Bir zamanlar güvenin, dürüstlüğün ve ahlakın adresi olan esnafımız, şimdi vicdandan uzak bir noktada. Ahlak kültürümüzü unuttuk. Esnaf odaları, üyelerini kazançtan önce vicdanlı olmaya davet etmeli. İmamlar, sadece cami kürsüsünde değil, hayatın içinde ahlaki değerleri hatırlatmalı. İnsanlar, “helal” kavramını sadece dilde değil, yaşamlarında da benimsemeli.

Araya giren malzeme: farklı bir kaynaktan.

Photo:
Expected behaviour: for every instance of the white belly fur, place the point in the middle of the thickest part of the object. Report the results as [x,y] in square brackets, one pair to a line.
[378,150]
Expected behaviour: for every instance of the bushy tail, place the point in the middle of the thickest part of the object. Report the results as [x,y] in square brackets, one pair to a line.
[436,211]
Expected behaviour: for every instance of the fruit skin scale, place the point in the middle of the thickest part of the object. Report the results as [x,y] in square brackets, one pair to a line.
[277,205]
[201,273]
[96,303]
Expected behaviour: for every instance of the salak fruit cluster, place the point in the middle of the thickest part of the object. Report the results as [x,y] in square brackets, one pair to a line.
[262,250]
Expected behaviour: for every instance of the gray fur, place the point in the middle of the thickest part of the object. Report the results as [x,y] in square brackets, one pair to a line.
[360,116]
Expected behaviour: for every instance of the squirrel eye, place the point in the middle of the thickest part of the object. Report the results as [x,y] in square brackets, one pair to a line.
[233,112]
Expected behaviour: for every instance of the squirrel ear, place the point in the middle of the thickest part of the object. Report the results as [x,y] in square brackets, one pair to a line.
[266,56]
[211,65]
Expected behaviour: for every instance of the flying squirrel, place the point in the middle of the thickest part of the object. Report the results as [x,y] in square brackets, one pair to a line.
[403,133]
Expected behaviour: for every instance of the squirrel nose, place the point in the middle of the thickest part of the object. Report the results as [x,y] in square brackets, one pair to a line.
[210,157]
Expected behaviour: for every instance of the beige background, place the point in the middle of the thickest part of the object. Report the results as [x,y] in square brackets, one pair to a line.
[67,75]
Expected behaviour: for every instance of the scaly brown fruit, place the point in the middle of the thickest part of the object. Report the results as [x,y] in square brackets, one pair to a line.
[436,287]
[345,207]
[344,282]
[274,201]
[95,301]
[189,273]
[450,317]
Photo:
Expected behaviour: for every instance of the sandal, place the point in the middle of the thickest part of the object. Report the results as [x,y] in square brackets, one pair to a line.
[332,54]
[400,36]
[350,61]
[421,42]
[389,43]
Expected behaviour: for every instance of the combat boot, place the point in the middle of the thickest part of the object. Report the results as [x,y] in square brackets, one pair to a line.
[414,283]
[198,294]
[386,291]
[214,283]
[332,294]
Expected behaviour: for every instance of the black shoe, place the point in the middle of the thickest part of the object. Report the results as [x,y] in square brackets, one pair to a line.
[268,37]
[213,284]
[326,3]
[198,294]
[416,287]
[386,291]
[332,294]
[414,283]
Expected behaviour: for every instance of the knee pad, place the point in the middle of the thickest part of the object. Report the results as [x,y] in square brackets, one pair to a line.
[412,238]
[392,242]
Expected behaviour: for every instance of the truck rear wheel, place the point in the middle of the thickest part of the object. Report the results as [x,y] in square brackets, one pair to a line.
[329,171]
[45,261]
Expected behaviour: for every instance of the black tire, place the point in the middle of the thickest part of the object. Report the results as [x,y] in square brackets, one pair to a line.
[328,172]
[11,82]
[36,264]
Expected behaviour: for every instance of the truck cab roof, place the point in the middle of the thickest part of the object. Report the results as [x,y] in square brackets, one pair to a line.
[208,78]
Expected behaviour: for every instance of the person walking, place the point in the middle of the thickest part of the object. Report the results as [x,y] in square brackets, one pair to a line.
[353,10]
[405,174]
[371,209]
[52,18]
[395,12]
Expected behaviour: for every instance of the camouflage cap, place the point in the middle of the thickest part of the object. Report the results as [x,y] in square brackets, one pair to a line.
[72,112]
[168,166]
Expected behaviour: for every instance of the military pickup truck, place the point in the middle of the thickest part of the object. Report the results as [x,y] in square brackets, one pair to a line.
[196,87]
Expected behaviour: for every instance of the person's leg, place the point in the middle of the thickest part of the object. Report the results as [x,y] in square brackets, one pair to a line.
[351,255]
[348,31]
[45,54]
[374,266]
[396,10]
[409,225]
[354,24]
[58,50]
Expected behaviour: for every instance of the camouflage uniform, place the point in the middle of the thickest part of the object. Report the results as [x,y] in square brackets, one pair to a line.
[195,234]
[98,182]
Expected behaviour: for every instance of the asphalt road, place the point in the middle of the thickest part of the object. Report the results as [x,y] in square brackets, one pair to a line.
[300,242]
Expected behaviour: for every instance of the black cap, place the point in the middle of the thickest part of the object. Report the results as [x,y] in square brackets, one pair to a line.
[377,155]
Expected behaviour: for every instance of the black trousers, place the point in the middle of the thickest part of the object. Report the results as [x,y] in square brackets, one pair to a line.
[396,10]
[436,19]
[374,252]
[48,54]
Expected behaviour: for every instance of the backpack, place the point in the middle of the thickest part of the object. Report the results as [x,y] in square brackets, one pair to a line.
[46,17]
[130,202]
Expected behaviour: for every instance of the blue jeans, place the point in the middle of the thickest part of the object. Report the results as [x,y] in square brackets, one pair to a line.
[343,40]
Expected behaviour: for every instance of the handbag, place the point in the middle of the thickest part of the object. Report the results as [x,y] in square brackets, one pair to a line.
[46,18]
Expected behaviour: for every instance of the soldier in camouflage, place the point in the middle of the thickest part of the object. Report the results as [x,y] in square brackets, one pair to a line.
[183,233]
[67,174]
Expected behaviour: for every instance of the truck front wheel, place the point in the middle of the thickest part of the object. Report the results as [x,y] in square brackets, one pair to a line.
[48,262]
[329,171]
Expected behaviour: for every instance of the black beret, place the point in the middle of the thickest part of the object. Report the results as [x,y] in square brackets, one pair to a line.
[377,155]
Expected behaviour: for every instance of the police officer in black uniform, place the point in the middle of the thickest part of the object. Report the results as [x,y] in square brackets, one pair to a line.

İFTİRA, YALAN VE RANT TOPLUMU

Güvenin kalmadığı, iftiranın sıradanlaştığı bir toplum olduk. İnsanlar hayali senaryolarla birbirine düşmanlık aşılıyor. Kardeş, kardeşi rant uğruna satıyor. Peki, bu gidiş nereye? Toplum olarak bir durup düşünmemiz gerekiyor: Biz ne zaman bu hale geldik ve buradan nasıl kurtuluruz?

ASIL İHTİYACIMIZ: GÜVEN VE SAMİMİYET

Artık insan gibi yaşamaya, dostluklara, esprilere ve anlayışa ihtiyacımız var. İnsanları kırmaktan korktuğumuz, şakalaşmanın bile yanlış anlaşıldığı bir hale geldik. Bu düşünce yapısından nasıl kurtulacağımızı bilmiyoruz. Ama önce “insan” olmayı hatırlamamız lazım.

SONUÇ: YENİDEN İNSAN OLMAK

Deprem, pandemi ve diğer felaketler bize pek çok ders verdi. Ama biz dersleri unutmayı seçiyoruz. Birbirimize karşı daha anlayışlı, daha vicdanlı ve daha dürüst olmalıyız. Şikâyet etmek yerine, çaba göstermeli, toplumun ahlaki yapısını yeniden inşa etmeliyiz. Bu, sadece bireylerin değil, kurumların da sorumluluğu. İnsanlığımızı yeniden hatırlamadan, ne bu dünyada ne de ahirette huzur bulabiliriz.

Not: Unutmayalım, felaketler gelir geçer ama insanlık ve vicdan kalıcıdır. Allah sonumuzu hayır eylesin.